I figured what could it cost at the most, $30?

That silly thought went away after my first double take of the price of the first package of four bulbs I looked at. It was $15.99. For good measure I looked at the other brand Target carried. It was a dollar more.

I get that I’m getting old.

I was alive when push button phones came out, 24 hour photo processing service was cutting edge, and dial-up Internet service was all the rage using a prehistoric connection called a landline. This was back when Uncle Sam thought he had slayed AT&T as it had become the dominate phone service at the expensive of small regional pipsqueaks such as Verizon.

It was also when you could buy a four pack of most bulbs you use around the house for less than $2 including sales tax.

That helps explain why it took me five minutes to make a light bulb purchasing decision that should have taken 20 second tops.

For $15.99 as a kid you could have splurged on the top-of-the-line hand-held portable transistor radio that even included something called FM reception. It’s not that you needed FM reception, mind you, because what everyone listened to — Dr. Don Rose of KFRC AM 610 out of San Francisco with his cutting edge music or Joey Mitchell of KRAK AM 1140 out of Sacramento who was “the” country music DJ in California — was on AM.

After some quick calculations I decided I wasn’t going to spend $106 plus tax to replace all 21 lightbulbs. It took a lot of internal debate to even buy two packs given they had four bulbs and I have five ceiling fan lights they were toast.

I also begrudgingly decided to spend $14.99 on a four pack of household LED 60 watt light bulbs.

I should have bought two packs to have backup but I wasn’t in the mood to spend $10 more than the $35 I was also planning to spend on a three-tier metal rack shelving that the Target cashier duly asked me if I was interested in buying an extended warranty  as if the shelving was going to fail.

To be honest with the sizable investment I was making in light bulbs I might of jumped at the chance to buy an extended warranty for them if it was offered and if they failed to make it to nine years with three hours of daily usage I’d get them replaced for free.

I’m counting on the LED lights to last longer than it takes me to pay off the bank loan to purchase them.

And yes, the replacement light above the vanity burns whiter and much brighter than the other two that have been in use for years. However, I’m not about to replace those two bulbs that bathe two thirds of my face with jaundice mood lighting while the new LED light would give Debby Boone enough hope to last 20 lifetimes.
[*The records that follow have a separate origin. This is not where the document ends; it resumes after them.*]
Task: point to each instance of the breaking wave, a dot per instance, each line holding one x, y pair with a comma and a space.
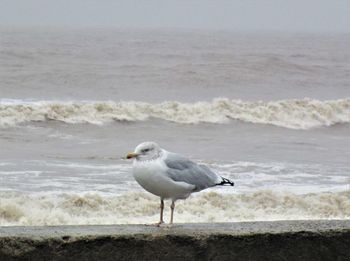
264, 205
294, 114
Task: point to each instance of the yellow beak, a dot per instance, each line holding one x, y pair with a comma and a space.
131, 155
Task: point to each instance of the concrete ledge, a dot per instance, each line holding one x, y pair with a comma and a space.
280, 240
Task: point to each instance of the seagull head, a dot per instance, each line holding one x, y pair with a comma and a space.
145, 151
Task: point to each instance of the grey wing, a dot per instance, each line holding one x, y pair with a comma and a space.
182, 169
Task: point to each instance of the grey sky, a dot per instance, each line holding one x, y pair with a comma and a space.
241, 15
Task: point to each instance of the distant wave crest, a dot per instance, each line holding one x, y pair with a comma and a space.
136, 207
294, 114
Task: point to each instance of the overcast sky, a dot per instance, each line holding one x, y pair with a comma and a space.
237, 15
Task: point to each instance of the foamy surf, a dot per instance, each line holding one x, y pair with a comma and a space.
138, 208
294, 114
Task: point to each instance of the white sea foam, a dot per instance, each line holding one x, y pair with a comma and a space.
136, 207
294, 114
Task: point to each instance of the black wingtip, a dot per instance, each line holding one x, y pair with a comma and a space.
226, 181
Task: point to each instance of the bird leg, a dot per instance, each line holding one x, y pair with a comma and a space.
161, 221
172, 207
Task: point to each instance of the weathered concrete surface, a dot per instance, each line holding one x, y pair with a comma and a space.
282, 240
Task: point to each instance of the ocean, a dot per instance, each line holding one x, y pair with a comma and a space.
271, 111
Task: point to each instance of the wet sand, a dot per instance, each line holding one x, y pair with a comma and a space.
279, 240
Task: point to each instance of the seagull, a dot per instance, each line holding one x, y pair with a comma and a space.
170, 175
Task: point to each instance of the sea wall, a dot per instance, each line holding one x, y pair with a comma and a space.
279, 240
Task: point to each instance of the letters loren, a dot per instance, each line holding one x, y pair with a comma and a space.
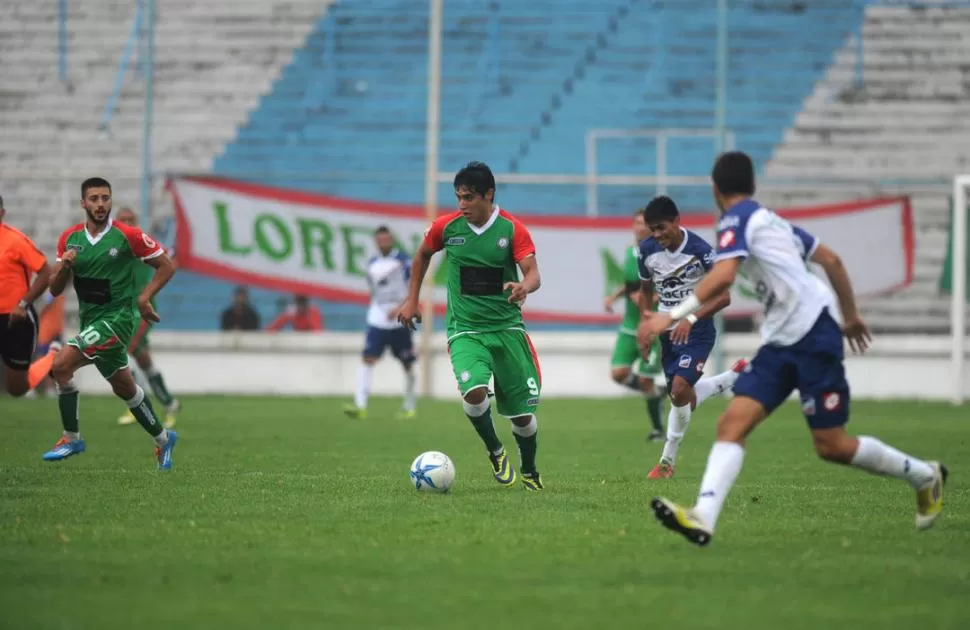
313, 243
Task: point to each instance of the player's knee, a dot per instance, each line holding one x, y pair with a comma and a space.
476, 396
620, 375
739, 419
144, 360
61, 371
681, 392
833, 445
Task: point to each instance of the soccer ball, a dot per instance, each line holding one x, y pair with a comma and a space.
432, 472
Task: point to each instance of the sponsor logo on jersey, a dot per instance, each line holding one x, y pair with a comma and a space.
808, 405
832, 401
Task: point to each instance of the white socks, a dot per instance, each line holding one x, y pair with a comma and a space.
723, 466
410, 401
709, 386
364, 374
881, 459
677, 422
528, 430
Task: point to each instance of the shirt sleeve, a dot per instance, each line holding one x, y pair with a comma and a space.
706, 254
522, 244
30, 256
643, 268
631, 265
434, 236
732, 241
807, 242
142, 245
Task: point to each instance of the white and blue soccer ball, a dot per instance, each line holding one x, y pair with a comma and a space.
432, 471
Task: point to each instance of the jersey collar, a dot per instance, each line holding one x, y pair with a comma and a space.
491, 220
683, 243
97, 237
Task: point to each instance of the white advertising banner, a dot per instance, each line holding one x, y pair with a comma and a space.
318, 245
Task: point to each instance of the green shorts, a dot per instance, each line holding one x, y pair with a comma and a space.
139, 341
105, 343
626, 353
506, 354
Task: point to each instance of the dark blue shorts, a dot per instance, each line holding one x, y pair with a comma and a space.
398, 339
687, 360
813, 366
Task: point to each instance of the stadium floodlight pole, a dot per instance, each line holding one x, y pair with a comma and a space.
148, 74
958, 284
720, 144
431, 184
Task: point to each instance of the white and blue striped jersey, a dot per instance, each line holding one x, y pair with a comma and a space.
388, 278
675, 274
776, 268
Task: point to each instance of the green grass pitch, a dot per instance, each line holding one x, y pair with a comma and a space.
280, 513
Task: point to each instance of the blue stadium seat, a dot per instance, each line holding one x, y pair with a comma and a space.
353, 99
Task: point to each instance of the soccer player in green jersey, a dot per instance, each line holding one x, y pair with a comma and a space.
101, 256
485, 249
139, 348
628, 366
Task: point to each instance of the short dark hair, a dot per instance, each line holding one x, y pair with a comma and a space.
476, 177
660, 208
94, 182
733, 174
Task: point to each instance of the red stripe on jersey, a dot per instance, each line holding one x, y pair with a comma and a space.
62, 241
535, 357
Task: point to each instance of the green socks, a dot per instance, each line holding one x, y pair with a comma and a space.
67, 402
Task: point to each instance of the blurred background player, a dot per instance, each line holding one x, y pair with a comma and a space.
240, 315
486, 335
302, 316
803, 349
628, 367
145, 372
19, 260
100, 255
672, 261
388, 275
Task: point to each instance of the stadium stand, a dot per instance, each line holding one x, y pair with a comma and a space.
325, 100
903, 128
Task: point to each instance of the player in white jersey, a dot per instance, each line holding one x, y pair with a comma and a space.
388, 275
802, 349
673, 261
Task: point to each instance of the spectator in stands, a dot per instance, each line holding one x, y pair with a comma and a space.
241, 315
303, 316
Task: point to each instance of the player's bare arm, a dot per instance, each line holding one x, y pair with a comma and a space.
719, 280
854, 328
62, 273
37, 287
410, 311
530, 283
164, 270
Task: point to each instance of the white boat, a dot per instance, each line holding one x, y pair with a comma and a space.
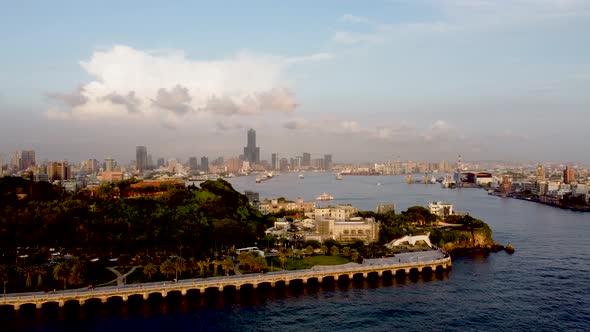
324, 197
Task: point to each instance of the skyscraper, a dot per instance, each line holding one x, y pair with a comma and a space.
141, 161
328, 162
569, 175
540, 173
27, 159
109, 164
306, 162
274, 161
193, 164
251, 151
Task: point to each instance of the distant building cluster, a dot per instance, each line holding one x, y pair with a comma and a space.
338, 223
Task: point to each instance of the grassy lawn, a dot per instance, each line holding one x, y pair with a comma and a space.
306, 263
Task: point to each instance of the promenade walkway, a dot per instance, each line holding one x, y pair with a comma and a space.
404, 263
120, 277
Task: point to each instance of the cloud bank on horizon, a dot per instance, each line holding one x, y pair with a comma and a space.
418, 77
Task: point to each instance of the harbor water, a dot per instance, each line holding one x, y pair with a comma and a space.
543, 286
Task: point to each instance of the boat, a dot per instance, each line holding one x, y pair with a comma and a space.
324, 197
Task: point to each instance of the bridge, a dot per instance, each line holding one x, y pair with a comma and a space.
401, 263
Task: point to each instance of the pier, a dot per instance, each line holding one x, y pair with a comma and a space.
407, 263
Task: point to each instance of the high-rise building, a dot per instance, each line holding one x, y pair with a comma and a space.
540, 173
306, 161
327, 161
27, 159
274, 161
141, 160
204, 164
569, 175
109, 164
251, 151
58, 170
193, 164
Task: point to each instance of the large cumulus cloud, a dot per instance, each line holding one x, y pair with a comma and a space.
170, 86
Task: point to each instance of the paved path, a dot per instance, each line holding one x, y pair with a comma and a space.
120, 277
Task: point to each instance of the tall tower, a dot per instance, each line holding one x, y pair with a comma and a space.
251, 151
569, 175
109, 164
141, 161
540, 173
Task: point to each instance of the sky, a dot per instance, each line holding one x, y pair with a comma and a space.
362, 80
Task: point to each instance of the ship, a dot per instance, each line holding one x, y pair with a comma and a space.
448, 182
324, 197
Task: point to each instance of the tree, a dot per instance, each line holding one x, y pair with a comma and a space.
334, 251
227, 265
40, 273
62, 272
28, 272
179, 265
4, 276
150, 269
283, 258
216, 264
167, 267
259, 263
354, 255
346, 251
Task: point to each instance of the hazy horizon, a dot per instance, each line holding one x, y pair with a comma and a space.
415, 80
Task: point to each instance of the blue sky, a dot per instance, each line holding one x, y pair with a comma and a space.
419, 79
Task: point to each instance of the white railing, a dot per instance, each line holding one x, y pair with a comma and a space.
238, 280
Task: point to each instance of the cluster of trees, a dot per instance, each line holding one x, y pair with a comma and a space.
199, 219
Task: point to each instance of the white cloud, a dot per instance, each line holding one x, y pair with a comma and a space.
168, 86
351, 38
295, 124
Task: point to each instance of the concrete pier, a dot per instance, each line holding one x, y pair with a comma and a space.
433, 260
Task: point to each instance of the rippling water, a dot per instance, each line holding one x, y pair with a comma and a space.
545, 285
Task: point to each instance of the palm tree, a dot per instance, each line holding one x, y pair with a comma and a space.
150, 269
227, 265
62, 272
259, 263
334, 251
179, 264
75, 277
40, 273
282, 258
28, 272
346, 251
216, 264
354, 255
167, 268
4, 276
191, 265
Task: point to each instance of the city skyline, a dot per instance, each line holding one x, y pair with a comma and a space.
489, 80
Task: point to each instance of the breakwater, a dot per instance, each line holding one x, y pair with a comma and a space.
405, 264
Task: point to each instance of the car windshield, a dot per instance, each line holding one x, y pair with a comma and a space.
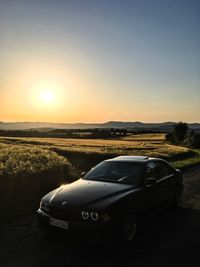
116, 171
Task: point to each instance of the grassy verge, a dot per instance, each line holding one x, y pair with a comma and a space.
192, 160
27, 173
30, 167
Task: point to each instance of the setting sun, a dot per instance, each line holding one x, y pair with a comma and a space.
47, 96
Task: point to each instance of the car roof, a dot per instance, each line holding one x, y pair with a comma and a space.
140, 159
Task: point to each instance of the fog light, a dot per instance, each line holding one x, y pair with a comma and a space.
85, 215
94, 216
44, 206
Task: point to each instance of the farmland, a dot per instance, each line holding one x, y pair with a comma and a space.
38, 165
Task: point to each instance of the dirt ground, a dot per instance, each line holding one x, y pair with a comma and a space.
172, 239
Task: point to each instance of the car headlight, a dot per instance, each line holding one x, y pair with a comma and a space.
85, 215
94, 216
44, 206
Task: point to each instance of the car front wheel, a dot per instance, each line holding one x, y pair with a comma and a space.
178, 201
129, 226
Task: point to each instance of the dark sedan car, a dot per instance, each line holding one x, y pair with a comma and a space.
116, 194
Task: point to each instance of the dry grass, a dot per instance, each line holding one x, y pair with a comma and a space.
146, 144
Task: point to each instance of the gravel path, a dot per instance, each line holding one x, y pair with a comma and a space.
172, 239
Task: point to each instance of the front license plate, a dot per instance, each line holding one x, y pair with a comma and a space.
59, 223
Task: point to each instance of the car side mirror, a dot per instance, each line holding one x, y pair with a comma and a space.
83, 174
150, 181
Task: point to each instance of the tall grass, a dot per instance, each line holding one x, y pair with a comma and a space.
30, 167
26, 173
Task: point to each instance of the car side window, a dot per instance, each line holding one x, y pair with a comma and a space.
152, 170
165, 170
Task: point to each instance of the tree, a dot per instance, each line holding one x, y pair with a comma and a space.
179, 132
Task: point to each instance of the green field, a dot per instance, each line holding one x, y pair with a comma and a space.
30, 167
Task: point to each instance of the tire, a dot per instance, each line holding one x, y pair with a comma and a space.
129, 226
178, 199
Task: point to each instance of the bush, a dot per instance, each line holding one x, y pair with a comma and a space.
27, 173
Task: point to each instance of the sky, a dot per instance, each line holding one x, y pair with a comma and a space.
97, 61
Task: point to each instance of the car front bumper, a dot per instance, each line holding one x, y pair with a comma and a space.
78, 227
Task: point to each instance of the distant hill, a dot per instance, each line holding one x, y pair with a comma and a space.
41, 126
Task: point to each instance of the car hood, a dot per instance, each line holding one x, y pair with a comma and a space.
84, 192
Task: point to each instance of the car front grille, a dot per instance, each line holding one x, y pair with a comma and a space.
64, 213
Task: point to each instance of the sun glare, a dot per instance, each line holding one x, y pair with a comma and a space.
47, 96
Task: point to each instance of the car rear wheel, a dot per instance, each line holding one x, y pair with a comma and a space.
129, 226
178, 200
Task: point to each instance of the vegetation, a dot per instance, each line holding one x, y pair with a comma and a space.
182, 135
30, 167
26, 173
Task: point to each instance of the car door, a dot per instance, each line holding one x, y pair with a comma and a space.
151, 192
166, 182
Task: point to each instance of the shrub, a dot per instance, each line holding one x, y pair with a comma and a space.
26, 173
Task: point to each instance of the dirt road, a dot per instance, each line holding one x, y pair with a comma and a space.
172, 239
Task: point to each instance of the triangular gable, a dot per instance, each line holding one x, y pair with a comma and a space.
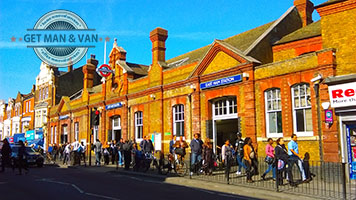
221, 52
64, 105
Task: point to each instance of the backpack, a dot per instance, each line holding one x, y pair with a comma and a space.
239, 147
80, 149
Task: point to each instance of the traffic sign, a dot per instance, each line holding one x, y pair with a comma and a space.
104, 70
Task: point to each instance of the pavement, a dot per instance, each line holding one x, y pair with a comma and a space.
211, 188
61, 182
107, 182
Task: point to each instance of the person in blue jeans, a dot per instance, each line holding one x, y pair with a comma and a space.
270, 155
196, 147
239, 149
295, 158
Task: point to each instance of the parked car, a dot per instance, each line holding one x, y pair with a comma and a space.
32, 157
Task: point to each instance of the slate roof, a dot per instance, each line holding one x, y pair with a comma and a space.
240, 41
312, 30
328, 3
27, 96
138, 68
71, 82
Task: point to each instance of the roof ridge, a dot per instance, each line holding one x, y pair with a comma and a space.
264, 34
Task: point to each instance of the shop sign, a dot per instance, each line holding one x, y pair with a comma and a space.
63, 117
104, 70
343, 95
220, 82
113, 106
328, 116
30, 135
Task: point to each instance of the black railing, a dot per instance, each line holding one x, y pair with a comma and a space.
328, 179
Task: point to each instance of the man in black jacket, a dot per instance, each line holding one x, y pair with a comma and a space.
196, 148
148, 145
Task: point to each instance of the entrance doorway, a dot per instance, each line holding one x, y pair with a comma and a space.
225, 120
116, 129
226, 130
64, 135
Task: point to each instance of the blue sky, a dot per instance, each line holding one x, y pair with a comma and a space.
190, 23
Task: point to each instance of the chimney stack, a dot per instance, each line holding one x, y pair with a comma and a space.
305, 9
88, 71
158, 38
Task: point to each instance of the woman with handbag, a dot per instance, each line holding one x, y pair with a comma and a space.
227, 156
269, 160
281, 155
249, 157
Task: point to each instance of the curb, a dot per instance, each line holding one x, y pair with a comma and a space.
200, 184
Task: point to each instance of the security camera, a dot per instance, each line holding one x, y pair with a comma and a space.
315, 79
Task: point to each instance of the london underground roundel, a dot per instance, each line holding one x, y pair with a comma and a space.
104, 70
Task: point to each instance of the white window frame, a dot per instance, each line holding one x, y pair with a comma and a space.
273, 110
138, 123
222, 104
178, 119
40, 95
301, 133
76, 131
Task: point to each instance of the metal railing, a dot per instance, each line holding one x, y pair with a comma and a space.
328, 180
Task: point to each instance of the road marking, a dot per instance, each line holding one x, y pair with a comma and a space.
227, 195
150, 181
101, 196
135, 178
202, 190
76, 187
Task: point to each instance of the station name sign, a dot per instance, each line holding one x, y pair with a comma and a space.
220, 82
113, 106
62, 117
342, 95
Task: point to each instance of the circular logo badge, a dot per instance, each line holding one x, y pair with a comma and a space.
104, 70
57, 54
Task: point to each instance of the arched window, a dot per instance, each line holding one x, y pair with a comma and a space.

Call me cheap, but I don’t think Warren Buffet would embrace going into long-term debt just so you can have light bulbs that all burn the same hue.

I do see why at one point Buffet was heavily invested in GE. As far back as 107 years ago when they bought out Shelby Electric and made the decision to stop production of the firm’s signature light bulbs and embrace the profit model of planned obsolescence.

In order to match the staying power of Stone Age technology the lights I bought will need to keep burning until 2135.

Something tells me, though, that the Livermore fire station light will still be chugging along in 2025 when I’ll need to take out a second mortgage to buy more light bulbs.